My name is Luke. I am 40 years old and live in the UK.
Since childhood, I have felt myself to be different to everyone else. I was on the fringes, standing alone at parties. I spent most my sixth form avoiding school and sitting in the local library. I made it through University somehow and worked in IT for a number of years, still not fitting in and turning more to alcohol to self-medicate my depression, anxiety and general ‘otherness’. I didn’t know who I was or where I was going. I ran away to Australia for a year. My problems followed me. I had a string of disastrous relationships and many relocations back to my family home when the depression got too bad.
I am now back living with my parents and on new medication which needs a slow titration until I reach the appropriate dose. I don’t own my own house, am in debt, don’t have any income and most of my friends have long since given up on me. Some days I am overwhelmingly suicidal; and can’t do those small helpful things. And yet somewhere deep inside of me there is still hope.
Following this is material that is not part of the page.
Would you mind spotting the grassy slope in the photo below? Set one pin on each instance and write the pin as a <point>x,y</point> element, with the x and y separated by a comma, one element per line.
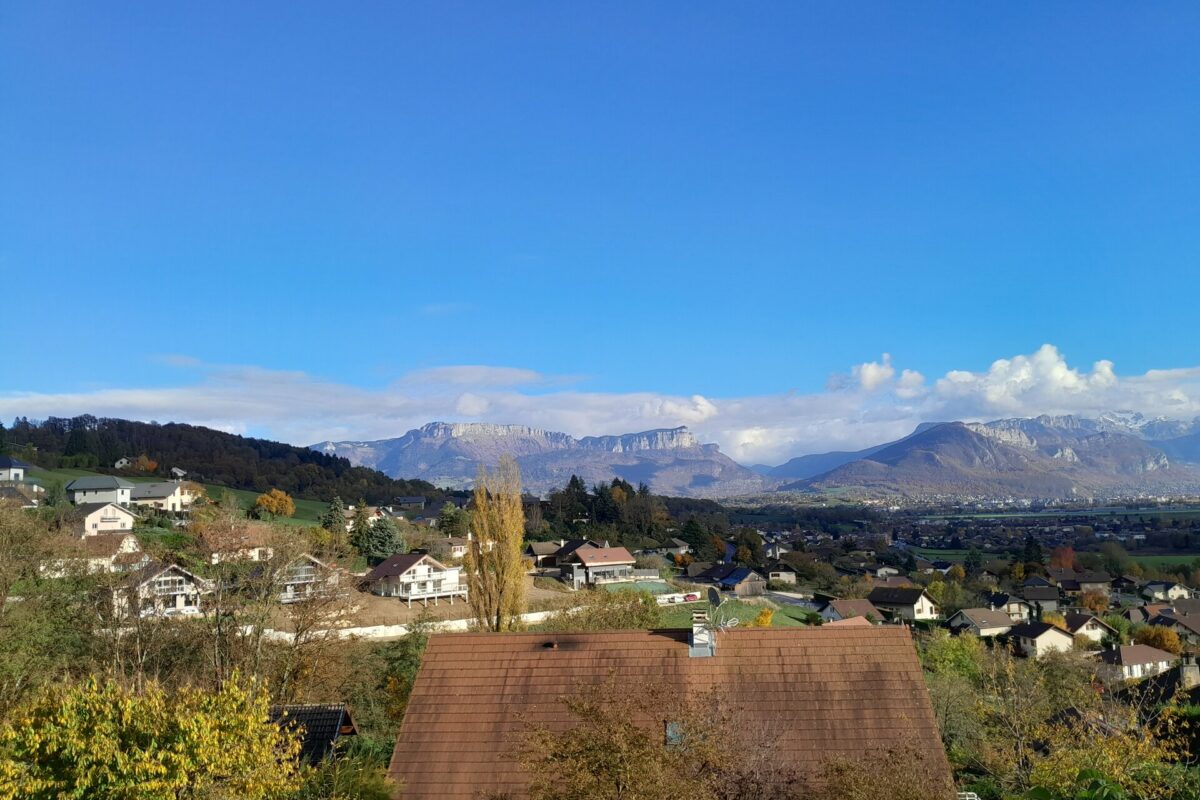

I don’t know where it comes from but I still get out of bed most days and manage to wash. Brushing my teeth in the shower helps just a tiny bit. Getting out for a walk helps a little more. Exercising with a personal trainer has got me to lose almost 20 kg in the last 6 months. I am learning the guitar and hope to revisit drawing which I was reasonably good at when I was at school. I’ve joined a band (I am quite a good drummer) and am trying to get out a bit more. Maybe this letter will help someone to know that there are other people going through the same things. You can contact me on twitter @cryingontrains if you want to reach out or ask questions. I wish you the best of luck. Don’t give up. Keep talking. Try as many therapists as you can until you find one you are comfortable with. And one last tip:
If you are going to see a psychiatrist, don’t treat it like a job interview and present your best self. Be you on your bad days. Don’t deceive but be as detailed as possible about your darkest thoughts. It might save your life.